MICHIGAN: This week, Governor Jennifer Granholm introduced an executive order, her first executive directive, to take steps to open the state’s health insurance system to other public employees. Governor Granholm told the Office of the State Employer and the Department of Management and Budget to identify and remove any barriers to other public workers becoming part of the state’s health insurance system that could help reduce employee costs for both the state and local governments. Opening the state’s health care system was part of Ms. Granholm’s proposals to reform retirement and employee costs that she announced last month. School districts, as well as counties, cities, villages and townships, would be able to enroll their workers in the state plan, she said. All of the various state health care systems, including its PPO and health maintenance organizations, would be open to enrollment from public employees.
NEW MEXICO: New Mexico adjourned its 30-day legislative session on February 18, 2010. Two key bills headed to Governor Bill Richardson are SB 148, eliminating the use of gender as a rating factor in individual policies, and HB 12, establishing a minimum benefit ratio of 85 percent for group policies and 75 percent for individual policies less the 4 percent premium tax; resulting in 81 percent and 71 percent, respectively. The latter bills were part of the administration’s health reform package. The governor withdrew a third bill which would have required guarantee issue in the individual market. He has until March 10 to sign the bills.

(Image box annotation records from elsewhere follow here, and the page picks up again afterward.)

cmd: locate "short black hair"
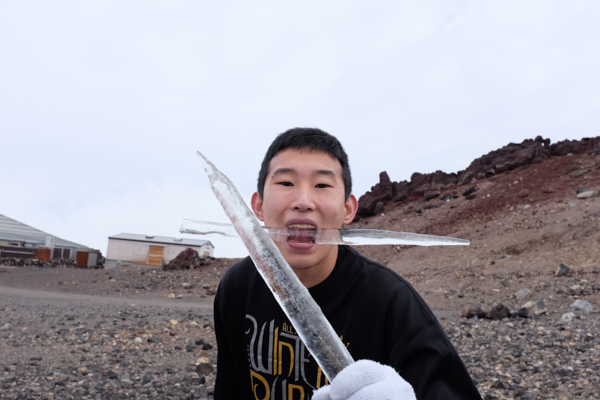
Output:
[257,128,352,200]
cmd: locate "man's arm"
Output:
[214,281,244,400]
[390,315,481,400]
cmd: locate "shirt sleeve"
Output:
[214,281,244,400]
[390,315,481,400]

TEXAS: Gov. Rick Perry, Lt. Gov. David Dewhurst and House Speaker Joe Straus have asked state agencies to identify possible budget savings that could be applied during the current two-year budget cycle. The move is in anticipation of a multi-billion-dollar budget shortfall expected when lawmakers meet in 2011 to craft the next two-year budget. Health and Human Services Executive Commissioner Thomas Suehs released options and held a hearing last week, saying he “absolutely” is concerned about the potential effect of possible cuts at health and human services agencies. However, the directive for each agency to cut budgets by 5 percent is forcing him to consider the possibility of a provider rate reduction. They total $303.5 million in state funds but would cost Texas another $238 million in federal matching funds. Doctors and advocates for lower-income Texans said cutting reimbursement rates would discourage care providers from taking new Medicaid patients. The cuts would be at least 1 percent and rise to 2 percent for some. After receiving each agency’s proposed cuts, State elected leaders will consider whether the options should be finally implemented. Aetna will continue to follow and have input on this issue as it develops.